I know I've been acting odd as of late. I've been feeling odd too. Not much like myself but like myself completely. It's like I'm just letting all my worries go. For the most part. Something in my life feels disrupted but I can't put my finger on it exactly. Could be medication related but I really don't mind the way I've felt since therapy yesterday. Though my anxiety with the impending doom feeling has been on high alert. I know that some of it is the fact that I don't know how to express my feelings like I should. I don't know how to at all. I feel plenty, it's accepting my feelings and moving on that's a problem. Since I can't accept them, I can't get over them. Feeling guilt for feeling sad or angry or snappy or bitchy or just plain awful is a rough Catch-22.

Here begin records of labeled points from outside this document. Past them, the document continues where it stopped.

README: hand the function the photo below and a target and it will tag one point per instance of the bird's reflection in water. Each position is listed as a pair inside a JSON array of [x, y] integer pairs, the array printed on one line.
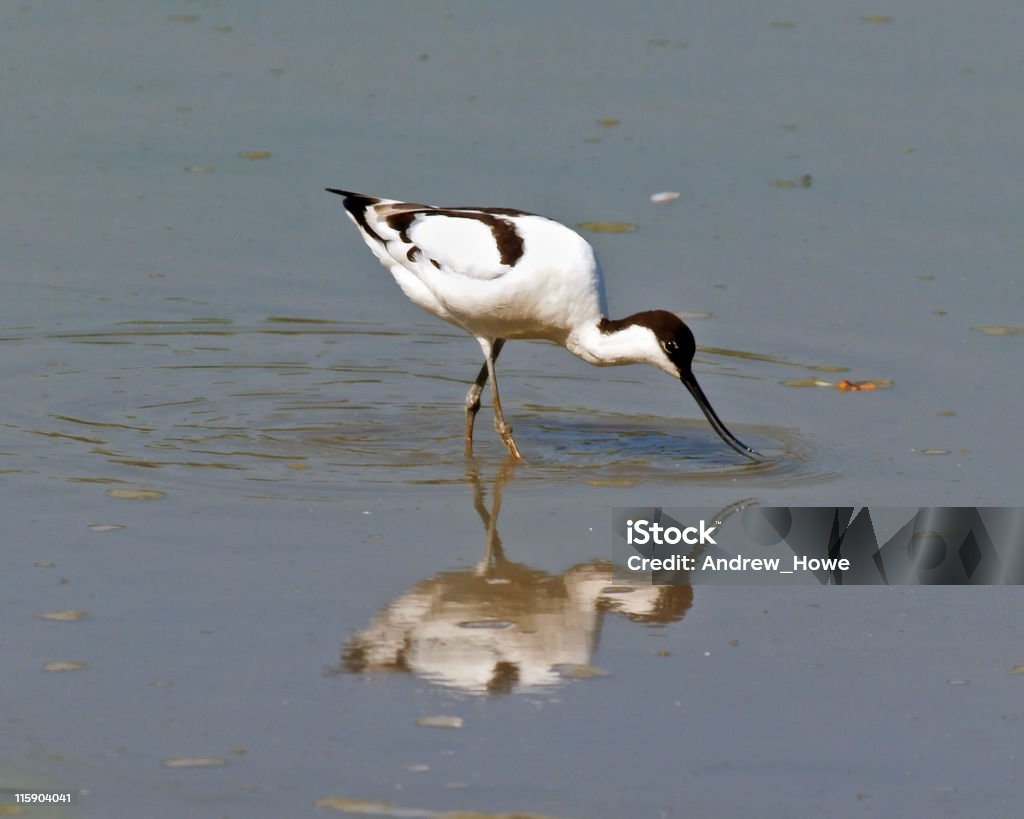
[[500, 626]]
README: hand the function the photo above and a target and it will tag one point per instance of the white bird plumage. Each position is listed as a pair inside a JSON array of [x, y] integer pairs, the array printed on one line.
[[501, 273]]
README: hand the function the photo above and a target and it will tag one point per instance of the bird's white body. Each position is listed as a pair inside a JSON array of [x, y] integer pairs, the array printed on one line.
[[502, 273], [449, 263]]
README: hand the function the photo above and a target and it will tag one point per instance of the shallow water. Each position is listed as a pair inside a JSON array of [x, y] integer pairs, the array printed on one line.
[[231, 475]]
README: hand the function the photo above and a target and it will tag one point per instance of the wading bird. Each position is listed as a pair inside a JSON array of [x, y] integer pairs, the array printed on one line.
[[501, 273]]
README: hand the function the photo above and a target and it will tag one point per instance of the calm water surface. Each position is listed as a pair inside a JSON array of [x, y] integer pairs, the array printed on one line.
[[231, 483]]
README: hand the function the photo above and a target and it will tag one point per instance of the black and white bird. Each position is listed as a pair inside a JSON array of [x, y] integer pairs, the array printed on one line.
[[501, 273]]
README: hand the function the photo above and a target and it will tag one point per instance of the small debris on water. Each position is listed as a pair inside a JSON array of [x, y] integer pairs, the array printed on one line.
[[439, 721]]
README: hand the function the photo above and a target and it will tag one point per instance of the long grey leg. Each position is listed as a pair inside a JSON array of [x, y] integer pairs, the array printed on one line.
[[504, 430], [473, 396]]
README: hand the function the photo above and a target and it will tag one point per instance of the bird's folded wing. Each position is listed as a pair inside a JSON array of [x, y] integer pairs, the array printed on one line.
[[470, 243]]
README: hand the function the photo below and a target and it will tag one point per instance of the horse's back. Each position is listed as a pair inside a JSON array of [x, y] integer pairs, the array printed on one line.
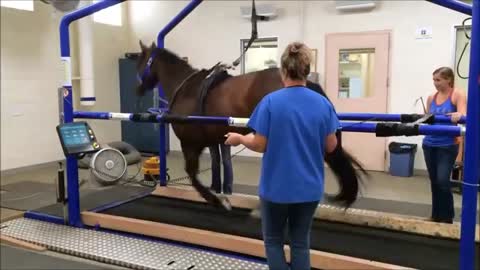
[[238, 95]]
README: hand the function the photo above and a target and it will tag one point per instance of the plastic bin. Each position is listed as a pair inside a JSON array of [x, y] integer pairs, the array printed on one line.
[[402, 158]]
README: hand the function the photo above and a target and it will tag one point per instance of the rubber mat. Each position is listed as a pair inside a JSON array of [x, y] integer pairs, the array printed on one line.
[[372, 204], [393, 247], [27, 195], [96, 198], [15, 258]]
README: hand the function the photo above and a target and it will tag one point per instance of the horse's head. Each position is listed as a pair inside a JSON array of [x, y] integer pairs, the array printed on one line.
[[146, 78], [156, 65]]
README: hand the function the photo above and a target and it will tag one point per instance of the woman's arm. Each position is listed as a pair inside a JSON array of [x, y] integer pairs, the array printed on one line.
[[460, 101], [252, 141], [330, 143]]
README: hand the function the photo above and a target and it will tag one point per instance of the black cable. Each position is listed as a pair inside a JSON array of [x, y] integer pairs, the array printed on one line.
[[464, 48]]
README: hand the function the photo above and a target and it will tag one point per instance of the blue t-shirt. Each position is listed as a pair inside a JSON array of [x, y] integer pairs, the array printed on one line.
[[441, 109], [295, 121]]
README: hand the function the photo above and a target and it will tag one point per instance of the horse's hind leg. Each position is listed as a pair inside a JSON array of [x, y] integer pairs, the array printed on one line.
[[191, 155]]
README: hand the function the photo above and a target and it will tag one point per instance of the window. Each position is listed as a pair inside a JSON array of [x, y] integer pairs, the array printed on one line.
[[22, 4], [111, 15], [262, 54], [356, 73]]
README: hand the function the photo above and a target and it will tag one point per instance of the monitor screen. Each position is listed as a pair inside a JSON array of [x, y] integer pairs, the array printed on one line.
[[77, 138]]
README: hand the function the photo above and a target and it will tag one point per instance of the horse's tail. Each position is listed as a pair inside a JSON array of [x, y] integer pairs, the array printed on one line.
[[343, 165]]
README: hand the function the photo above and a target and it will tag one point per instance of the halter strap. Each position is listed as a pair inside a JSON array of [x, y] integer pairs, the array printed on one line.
[[147, 72]]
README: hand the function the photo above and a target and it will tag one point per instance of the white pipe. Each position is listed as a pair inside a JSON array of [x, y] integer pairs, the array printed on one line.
[[86, 64]]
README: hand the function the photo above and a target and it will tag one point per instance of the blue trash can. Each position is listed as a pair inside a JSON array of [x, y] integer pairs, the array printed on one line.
[[402, 158]]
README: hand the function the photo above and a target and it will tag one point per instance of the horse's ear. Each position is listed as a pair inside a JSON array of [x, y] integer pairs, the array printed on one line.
[[142, 46]]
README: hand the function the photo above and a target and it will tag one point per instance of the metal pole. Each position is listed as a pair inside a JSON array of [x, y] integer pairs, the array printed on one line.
[[472, 151], [161, 44], [72, 166]]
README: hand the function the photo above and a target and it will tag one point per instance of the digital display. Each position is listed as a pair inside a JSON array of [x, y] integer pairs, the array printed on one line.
[[77, 138], [75, 135]]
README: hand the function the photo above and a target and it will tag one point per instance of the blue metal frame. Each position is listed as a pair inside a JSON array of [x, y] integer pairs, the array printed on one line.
[[161, 44], [472, 153], [44, 217], [422, 130], [390, 117], [72, 166]]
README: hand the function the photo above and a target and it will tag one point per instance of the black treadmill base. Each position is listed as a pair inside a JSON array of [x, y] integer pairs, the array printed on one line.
[[404, 249]]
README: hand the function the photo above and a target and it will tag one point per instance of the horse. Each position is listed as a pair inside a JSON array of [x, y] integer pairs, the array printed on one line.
[[235, 96]]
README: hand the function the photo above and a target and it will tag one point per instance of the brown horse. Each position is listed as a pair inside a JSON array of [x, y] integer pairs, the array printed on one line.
[[235, 96]]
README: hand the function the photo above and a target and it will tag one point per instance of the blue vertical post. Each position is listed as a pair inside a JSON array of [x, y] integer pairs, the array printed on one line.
[[72, 166], [161, 44], [472, 151], [454, 5]]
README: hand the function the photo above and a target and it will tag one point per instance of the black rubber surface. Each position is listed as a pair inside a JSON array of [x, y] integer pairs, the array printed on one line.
[[393, 247]]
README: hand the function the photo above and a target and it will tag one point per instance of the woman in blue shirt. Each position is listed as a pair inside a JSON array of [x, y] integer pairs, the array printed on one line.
[[293, 127], [441, 151]]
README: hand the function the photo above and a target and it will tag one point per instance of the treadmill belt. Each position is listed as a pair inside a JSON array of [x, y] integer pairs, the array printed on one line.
[[404, 249]]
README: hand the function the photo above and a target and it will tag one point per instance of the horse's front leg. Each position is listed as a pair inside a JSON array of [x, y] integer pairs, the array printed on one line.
[[192, 155]]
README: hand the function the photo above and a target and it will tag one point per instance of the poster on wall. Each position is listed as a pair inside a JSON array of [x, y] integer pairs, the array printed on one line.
[[423, 33]]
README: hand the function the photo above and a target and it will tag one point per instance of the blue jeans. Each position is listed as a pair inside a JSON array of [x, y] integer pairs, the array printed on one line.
[[298, 218], [227, 168], [440, 161]]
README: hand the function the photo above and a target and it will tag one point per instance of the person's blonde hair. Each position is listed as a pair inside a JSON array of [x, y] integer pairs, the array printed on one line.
[[295, 62]]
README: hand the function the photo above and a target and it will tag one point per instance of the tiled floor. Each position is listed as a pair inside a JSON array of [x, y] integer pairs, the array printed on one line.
[[246, 172]]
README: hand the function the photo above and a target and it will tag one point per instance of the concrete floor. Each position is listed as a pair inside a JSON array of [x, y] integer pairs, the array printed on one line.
[[246, 171]]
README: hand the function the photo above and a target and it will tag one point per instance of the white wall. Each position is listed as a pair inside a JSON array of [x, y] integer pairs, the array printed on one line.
[[31, 74], [412, 61], [213, 31]]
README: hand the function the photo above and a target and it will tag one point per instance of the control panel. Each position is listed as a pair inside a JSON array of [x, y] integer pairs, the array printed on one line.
[[77, 138]]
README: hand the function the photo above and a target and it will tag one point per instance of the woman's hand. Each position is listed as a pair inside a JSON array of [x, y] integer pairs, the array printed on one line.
[[455, 116], [233, 138]]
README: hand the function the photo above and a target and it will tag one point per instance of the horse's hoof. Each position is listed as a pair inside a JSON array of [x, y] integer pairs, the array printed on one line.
[[225, 203]]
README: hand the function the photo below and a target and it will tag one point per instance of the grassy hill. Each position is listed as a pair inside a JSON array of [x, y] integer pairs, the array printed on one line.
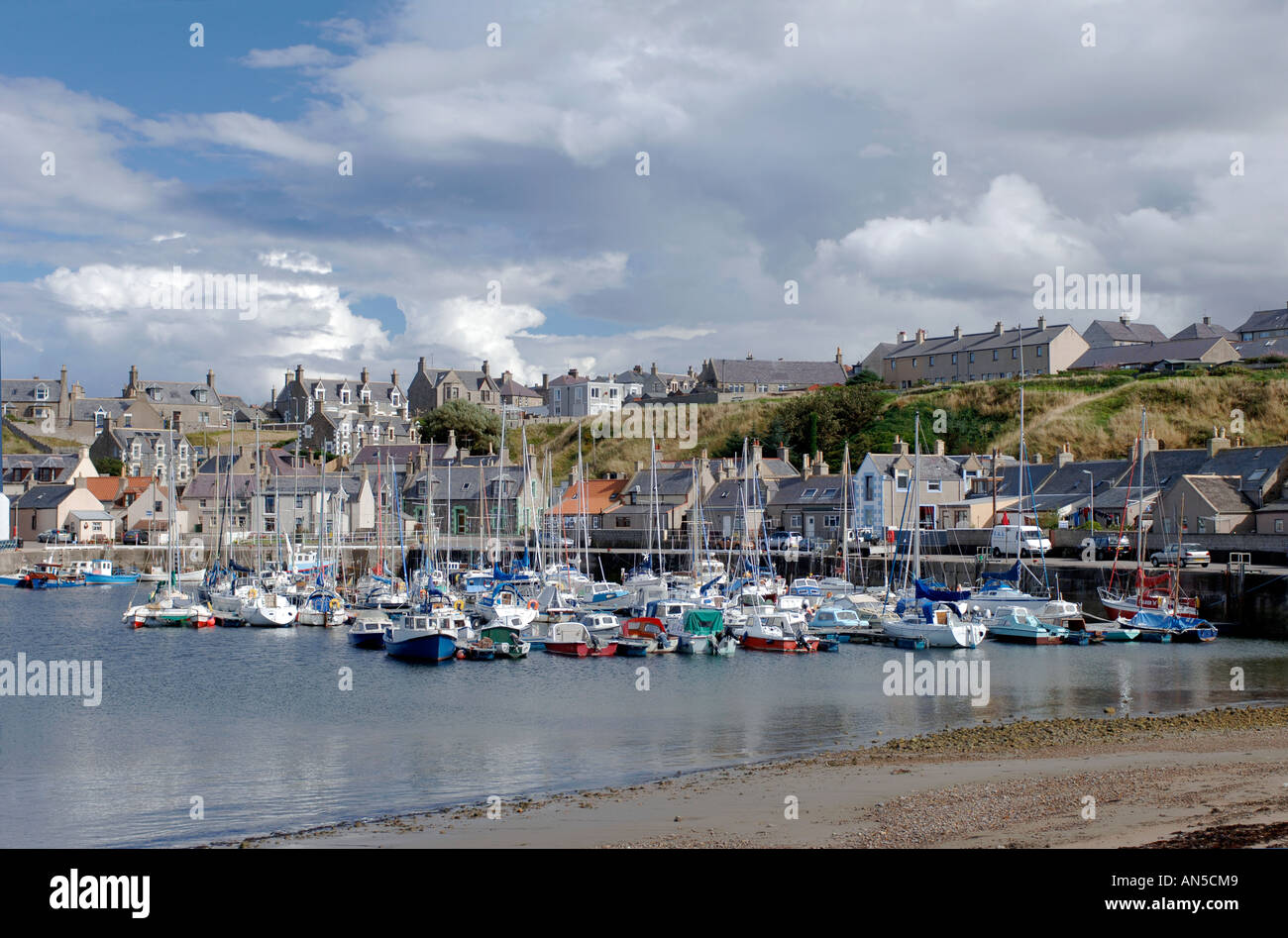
[[1098, 415]]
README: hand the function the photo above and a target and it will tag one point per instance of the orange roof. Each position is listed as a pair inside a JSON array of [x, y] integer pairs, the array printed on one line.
[[597, 496]]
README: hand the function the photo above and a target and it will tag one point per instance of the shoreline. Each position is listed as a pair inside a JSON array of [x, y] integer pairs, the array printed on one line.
[[1214, 778]]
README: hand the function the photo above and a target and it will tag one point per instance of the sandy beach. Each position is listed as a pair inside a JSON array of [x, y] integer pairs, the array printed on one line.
[[1210, 779]]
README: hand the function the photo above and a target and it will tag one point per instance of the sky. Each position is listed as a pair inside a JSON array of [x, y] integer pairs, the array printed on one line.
[[906, 163]]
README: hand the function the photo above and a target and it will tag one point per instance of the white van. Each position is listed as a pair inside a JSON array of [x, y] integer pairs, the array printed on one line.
[[1017, 539]]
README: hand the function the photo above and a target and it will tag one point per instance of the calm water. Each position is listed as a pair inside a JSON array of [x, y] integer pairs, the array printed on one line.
[[254, 722]]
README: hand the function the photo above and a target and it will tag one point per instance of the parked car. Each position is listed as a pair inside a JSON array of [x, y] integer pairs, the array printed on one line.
[[1189, 556], [1106, 545], [1018, 539]]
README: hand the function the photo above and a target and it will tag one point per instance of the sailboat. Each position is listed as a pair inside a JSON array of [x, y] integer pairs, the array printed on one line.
[[939, 622], [170, 606], [1147, 593]]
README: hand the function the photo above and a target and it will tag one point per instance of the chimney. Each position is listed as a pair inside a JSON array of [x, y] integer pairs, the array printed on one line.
[[1218, 442]]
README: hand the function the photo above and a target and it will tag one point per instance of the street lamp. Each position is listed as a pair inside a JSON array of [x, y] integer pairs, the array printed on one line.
[[1091, 488]]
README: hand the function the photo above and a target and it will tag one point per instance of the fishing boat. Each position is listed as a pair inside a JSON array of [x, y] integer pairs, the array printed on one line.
[[600, 624], [102, 573], [575, 639], [268, 609], [1018, 625], [425, 637], [652, 632], [497, 639], [772, 632], [700, 633], [322, 606], [1176, 628], [168, 606], [369, 629]]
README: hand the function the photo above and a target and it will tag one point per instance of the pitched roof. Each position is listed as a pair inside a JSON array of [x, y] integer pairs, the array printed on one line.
[[1154, 352], [1265, 321], [44, 496], [1117, 330], [978, 342], [1222, 492], [599, 495], [1205, 330], [793, 373]]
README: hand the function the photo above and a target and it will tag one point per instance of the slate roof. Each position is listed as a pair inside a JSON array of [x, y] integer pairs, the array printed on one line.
[[1265, 321], [978, 342], [1205, 330], [1151, 354], [1222, 492], [44, 496], [1117, 330], [773, 372]]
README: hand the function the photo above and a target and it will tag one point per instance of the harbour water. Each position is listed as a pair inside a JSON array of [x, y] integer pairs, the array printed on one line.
[[256, 724]]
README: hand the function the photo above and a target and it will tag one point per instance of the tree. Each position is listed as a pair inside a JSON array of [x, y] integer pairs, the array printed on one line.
[[477, 428]]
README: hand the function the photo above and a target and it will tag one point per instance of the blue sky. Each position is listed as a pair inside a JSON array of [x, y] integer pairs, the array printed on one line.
[[516, 163]]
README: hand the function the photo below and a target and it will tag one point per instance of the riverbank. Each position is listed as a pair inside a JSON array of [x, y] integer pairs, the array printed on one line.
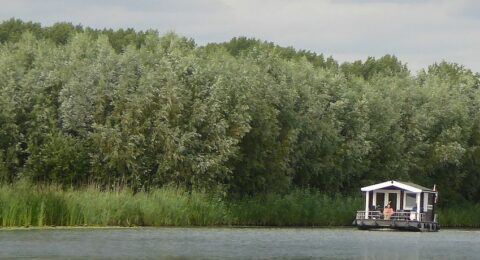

Yes, I was horrible to the guy last night. But, he wasn't a picnic either. In fact, he wasn't at all. He was pissed off quickly after the night began. But, it started in the car. When I tried to make a few jokes... he didn't get any of them. And not in a way we could laugh about, in the way that makes conversation run flat. Then when we missed an exit, he got annoyed. Which happens. But, that's not laid back enough for me. Honestly, it's not. Right now, I need chill.
Meanwhile, it started to get messy with the addition of soon to be cop to the group. Chemistry has been there for a while. It just sort of exploded last night. In the middle of my date. But, the fact of the matter is I have fun with him. I wasn't having fun with my date. When I asked my date, who found his place against the wall, even after telling me how social he was, to join the group. He said he could hear from way out. Whatever. I tried. I'm not going to cuddle with you, away from the people I really like. He knew we were going to be hanging with a large group.
Something started to bug me...
Something I couldn't see... but something about him. And it wasn't his continuous bragging about large TVs and the GPS he didn't bring and how he's a homeowner and has a job he loves and how he was once in the police academy. (He sued them because he didn't pass some of their final tests. And lost the lawsuit, he wasn't bragging about that but did complain about his lawyer's bill from it.)
For some reason, while getting ready for the date I had a strange thought that he would grab my arm at some point. Out of anger. And while he didn't grab it with his whole hand, he pinched a good chunk of it in order to pull me over to him. "Why don't you try working on us?". Dude, there isn't going to be an "us". And that's what I told him. He had already had it out with the cigarette machine, beat the crap out of it from what he told everyone in the group. One by one.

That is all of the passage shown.